Chitotriosidase, interleukin-1 beta and tumor necrosis factor alpha levels in mild preeclampsia


ALANBAY İ. , Coksuer H., Ercan C. M. , Ustun Y., Pala G., Karasahin K. E. , ...More

Archives of Gynecology and Obstetrics, vol.285, no.6, pp.1505-1511, 2012 (Journal Indexed in SCI) identifier identifier identifier

  • Publication Type: Article / Article
  • Volume: 285 Issue: 6
  • Publication Date: 2012
  • Doi Number: 10.1007/s00404-011-2157-6
  • Title of Journal : Archives of Gynecology and Obstetrics
  • Page Numbers: pp.1505-1511
  • Keywords: Mild preeclampsia, Chitotriosidase, Interleukin-1 beta, Tumor necrosis factor alpha, PRO-INFLAMMATORY CYTOKINES, 1ST-TRIMESTER DECIDUAL CELLS, GESTATIONAL HYPERTENSION, NORMAL-PREGNANCY, MACROPHAGES, WOMEN, CYTOTROPHOBLASTS, INVASIVENESS, EXPRESSION, APOPTOSIS

Abstract

Objective Chitotriosidase (ChT) is an activated macrophage marker.

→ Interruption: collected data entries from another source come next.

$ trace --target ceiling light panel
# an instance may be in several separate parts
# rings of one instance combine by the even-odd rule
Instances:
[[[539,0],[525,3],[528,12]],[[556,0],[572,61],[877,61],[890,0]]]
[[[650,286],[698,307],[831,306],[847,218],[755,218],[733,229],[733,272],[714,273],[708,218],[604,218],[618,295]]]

Tumor necrosis factor alpha (TNF-α) and interleukin 1 beta (IL-1β) are mainly produced macrophages. The aim of the present study was to evaluate the relationship between serum ChT activity, levels of TNF-α and IL-1β in patients with mild preeclampsia and normal pregnancy. Methods An overall 64 cases, 32 healthy pregnant control women (control group) and 32 women with mild pre-eclamptic patients (study group), were enrolled in this study. At the beginning of the study, all study participants were matched for age and gestational age. Serum ChT activity was measured by fluorometer; TNF-α and IL-1β levels were measured by enzyme-linked immunosorbent assay. Results The mean age, gestational week, parity and gravida were similar in the two groups (p > 0.05). Serum ChT activity was significantly higher in the preeclampsia group compared to the control group (p < 0.05). Levels of TNF-α and IL-1β in patients with mild preeclampsia were similar compared to the control group (p > 0.05). In the PE group, serum ChT activity was not correlated with TNF-α and IL-1β. Conclusion Mild preeclampsia is found associated with higher ChT activity. This result suggests that activated macrophages play a role in the pathogenesis of preeclampsia. This suggestion needs to be confirmed in future studies with larger populations. © 2012 Springer-Verlag.